• Présentation de "Filigranes"

    Présentation de "Filigranes" 

     

    Ce premier roman de la série "Lysandre Chalkhill" met en scène un futur très décalé, usant d'une uchronie, ou histoire alternative, selon plusieurs axes de divergences. L'ambiance est, curieusement, à la fois futuriste et rétro... la présentation ci-dessous vous permettra de comprendre pourquoi !

     

    Dans la petite ville de Saint Rioch de la Province Armorique Ouest, la vie suit son cours. Depuis 1961, l'année du tragique mais très lointain Soulèvement, la nouvelle humanité a appris à partager l'autorité avec les Résidents (des Intelligences Artificielles Biologiques) ainsi qu'à accepter les emprunts de corps humains exigés par ceux-ci.
    Lysandre, bien qu'elle soit de mère humaine-traditionnelle et de père lépido, a réussi à réaliser son rêve et travaille comme vétérinaire à la Clinique des Pas Perdus.
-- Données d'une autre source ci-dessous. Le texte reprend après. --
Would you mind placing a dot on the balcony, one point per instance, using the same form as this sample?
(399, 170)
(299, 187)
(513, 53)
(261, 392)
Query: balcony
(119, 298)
Elle fait profil bas, masquant en permanence les ailes et les antennes qui trahissent son métissage, et vit heureuse dans la petite maison qu'elle partage avec son ami d'enfance, Népomucène, un jeune félide instituteur à Saint Rioch, et parfois aussi avec Naïs, la petite fille adoptive de ce dernier. L'enfant, comme tous les pupilles résidentiels de la ville, vit en effet principalement à l'orphelinat, où elle doit se soumettre aux réquisitions incessantes des Résidents.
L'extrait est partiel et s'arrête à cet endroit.